Qvest and SRMG have announced a joint venture aimed at enhancing media, production and technology services in Saudi Arabia, encompassing foresight and innovation, change management, cloud adoption, data and analytics, media supply chain technologies and content distribution.
The joint venture will strategically support businesses within the Saudi Arabian market and beyond.
Based in Riyadh, the joint venture has already started collaborating on its first projects, with the goal of becoming fully operational by the first half of 2024.
The partners have also identified several other potential projects for the joint venture across media and entertainment, telecommunications, energy, industry, tourism, public sector and sports.
This newly established joint venture is committed to ensuring that its business activities and growth are aligned with the demands of the country’s high-profile giga projects.
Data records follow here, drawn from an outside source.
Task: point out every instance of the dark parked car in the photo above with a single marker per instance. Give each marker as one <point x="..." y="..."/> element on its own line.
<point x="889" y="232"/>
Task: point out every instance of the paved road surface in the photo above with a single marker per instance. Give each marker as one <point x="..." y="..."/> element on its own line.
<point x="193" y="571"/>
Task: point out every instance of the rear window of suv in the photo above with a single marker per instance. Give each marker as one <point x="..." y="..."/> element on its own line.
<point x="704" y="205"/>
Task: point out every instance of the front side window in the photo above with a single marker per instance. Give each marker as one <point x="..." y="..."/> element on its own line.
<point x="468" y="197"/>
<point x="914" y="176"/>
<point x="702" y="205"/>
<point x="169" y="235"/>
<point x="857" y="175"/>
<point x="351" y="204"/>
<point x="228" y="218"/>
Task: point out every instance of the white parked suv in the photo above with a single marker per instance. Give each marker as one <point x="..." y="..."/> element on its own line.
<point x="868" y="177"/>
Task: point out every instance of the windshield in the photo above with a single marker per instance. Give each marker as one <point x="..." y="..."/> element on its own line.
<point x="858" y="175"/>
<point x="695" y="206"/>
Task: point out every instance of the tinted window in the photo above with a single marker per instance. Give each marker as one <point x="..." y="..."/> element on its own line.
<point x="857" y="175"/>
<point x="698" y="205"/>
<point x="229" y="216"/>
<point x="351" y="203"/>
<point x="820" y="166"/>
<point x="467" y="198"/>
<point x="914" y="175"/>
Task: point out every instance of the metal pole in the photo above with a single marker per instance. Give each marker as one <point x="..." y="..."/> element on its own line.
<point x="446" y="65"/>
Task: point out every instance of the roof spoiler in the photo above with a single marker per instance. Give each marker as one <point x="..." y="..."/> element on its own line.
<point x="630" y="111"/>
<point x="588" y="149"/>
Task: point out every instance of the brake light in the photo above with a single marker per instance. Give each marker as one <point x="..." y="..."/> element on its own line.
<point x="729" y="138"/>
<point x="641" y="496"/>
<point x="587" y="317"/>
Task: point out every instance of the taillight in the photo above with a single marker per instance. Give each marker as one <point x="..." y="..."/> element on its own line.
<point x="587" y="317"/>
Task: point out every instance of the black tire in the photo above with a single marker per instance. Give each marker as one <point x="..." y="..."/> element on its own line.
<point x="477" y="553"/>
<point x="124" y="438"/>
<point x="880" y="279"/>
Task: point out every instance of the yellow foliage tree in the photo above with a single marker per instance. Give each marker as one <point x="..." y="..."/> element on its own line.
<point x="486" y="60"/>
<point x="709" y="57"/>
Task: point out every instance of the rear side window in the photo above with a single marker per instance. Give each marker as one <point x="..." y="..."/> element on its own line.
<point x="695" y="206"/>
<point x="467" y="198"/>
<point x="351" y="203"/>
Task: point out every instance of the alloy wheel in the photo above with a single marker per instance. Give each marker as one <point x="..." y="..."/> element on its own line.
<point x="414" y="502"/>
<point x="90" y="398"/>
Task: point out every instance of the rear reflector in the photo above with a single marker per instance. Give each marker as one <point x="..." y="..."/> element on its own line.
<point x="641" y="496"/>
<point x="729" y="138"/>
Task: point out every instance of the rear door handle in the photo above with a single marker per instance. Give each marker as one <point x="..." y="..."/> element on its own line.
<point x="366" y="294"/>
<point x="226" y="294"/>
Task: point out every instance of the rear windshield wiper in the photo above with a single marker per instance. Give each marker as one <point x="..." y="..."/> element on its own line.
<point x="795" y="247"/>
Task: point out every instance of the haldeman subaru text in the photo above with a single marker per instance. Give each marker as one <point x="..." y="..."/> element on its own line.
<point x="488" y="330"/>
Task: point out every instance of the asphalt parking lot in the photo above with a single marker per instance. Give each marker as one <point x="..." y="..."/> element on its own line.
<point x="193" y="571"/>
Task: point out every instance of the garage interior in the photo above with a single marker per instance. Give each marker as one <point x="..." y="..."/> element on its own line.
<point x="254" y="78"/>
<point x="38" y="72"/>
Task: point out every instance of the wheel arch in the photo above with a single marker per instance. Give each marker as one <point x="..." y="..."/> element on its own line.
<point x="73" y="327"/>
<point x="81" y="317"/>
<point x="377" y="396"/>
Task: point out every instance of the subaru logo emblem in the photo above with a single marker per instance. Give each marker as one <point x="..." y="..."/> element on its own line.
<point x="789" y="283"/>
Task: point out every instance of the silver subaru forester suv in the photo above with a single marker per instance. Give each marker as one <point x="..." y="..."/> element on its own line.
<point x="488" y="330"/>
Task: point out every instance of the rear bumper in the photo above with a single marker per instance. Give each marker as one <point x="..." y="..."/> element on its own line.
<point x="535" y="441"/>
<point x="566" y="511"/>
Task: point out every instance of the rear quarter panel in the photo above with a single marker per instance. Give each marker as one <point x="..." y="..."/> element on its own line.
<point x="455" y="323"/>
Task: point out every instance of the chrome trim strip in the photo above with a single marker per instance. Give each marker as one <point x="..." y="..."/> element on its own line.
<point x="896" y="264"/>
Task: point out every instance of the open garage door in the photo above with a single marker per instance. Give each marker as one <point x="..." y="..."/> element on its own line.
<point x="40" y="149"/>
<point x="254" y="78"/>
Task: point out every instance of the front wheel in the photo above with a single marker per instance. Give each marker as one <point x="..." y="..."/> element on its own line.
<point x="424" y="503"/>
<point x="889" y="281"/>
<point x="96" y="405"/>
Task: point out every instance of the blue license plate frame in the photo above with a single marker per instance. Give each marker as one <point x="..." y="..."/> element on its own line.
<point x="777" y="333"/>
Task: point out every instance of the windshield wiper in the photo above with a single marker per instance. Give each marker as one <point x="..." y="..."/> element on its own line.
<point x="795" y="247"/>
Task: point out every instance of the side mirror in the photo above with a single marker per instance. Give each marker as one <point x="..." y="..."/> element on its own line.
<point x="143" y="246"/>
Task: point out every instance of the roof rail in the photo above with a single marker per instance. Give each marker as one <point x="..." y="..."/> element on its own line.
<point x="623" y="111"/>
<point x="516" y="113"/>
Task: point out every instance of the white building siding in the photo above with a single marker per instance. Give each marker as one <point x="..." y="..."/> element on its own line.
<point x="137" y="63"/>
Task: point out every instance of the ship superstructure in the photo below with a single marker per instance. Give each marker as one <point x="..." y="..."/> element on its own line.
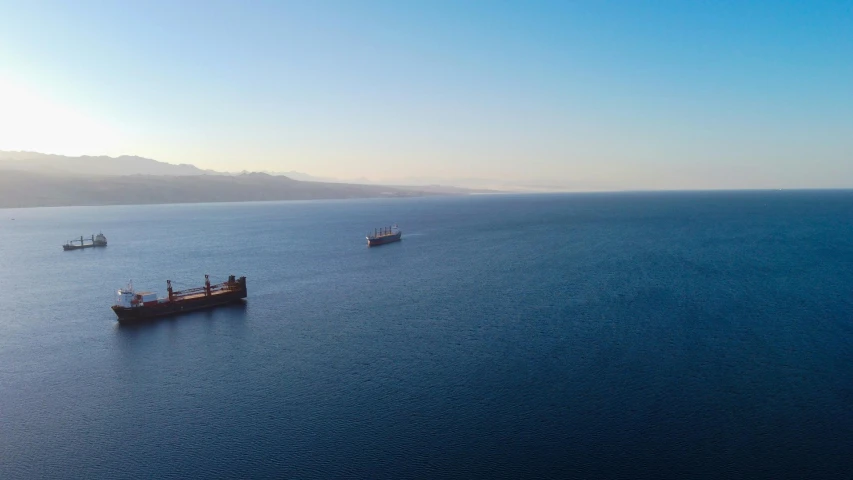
<point x="133" y="306"/>
<point x="384" y="235"/>
<point x="98" y="240"/>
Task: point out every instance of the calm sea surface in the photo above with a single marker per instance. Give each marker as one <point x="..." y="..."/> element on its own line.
<point x="677" y="335"/>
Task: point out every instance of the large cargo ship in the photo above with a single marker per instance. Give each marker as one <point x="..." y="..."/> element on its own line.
<point x="98" y="240"/>
<point x="384" y="235"/>
<point x="132" y="306"/>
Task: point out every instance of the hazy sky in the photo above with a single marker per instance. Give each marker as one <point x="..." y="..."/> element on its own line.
<point x="593" y="94"/>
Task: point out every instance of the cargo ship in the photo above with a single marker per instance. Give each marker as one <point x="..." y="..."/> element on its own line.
<point x="384" y="235"/>
<point x="132" y="306"/>
<point x="98" y="240"/>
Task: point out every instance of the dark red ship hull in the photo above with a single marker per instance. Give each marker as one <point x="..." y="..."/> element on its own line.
<point x="174" y="307"/>
<point x="374" y="241"/>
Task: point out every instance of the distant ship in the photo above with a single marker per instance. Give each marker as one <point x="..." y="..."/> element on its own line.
<point x="98" y="240"/>
<point x="384" y="235"/>
<point x="132" y="306"/>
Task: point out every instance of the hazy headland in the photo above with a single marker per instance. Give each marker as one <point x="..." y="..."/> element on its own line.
<point x="29" y="179"/>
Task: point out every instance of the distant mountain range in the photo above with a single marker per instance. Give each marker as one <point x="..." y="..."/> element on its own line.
<point x="30" y="179"/>
<point x="86" y="165"/>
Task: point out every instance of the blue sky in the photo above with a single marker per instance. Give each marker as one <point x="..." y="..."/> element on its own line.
<point x="584" y="94"/>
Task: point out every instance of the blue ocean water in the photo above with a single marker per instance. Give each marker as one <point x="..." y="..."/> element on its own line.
<point x="636" y="335"/>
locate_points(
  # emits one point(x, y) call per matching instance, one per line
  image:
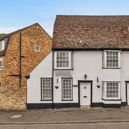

Mohammed Nazer, CFO and CIO of SRMG: “This partnership harnesses Qvest’s global expertise and SRMG’s regional strength, ensuring that we have the technological infrastructure in Saudi Arabia to bolster key industries like media and entertainment, telecommunications, energy, tourism, sports, and others.”
The media and entertainment sector in the MENA region are projected to increase by 9 per cent to exceed USD 20 billion by 2026.
As a direct result of this and other major developments, Saudi Arabia’s media industry is expected to grow by more than 10 per cent annually by 2030.
Peter Nöthen, CEO of the Qvest Group: “With this joint venture, we will create a structure where SRMG, Qvest, and customers benefit equally and sustainably from expertise and insights.
“We will strengthen future-oriented businesses in this country and boost its enormous potential.”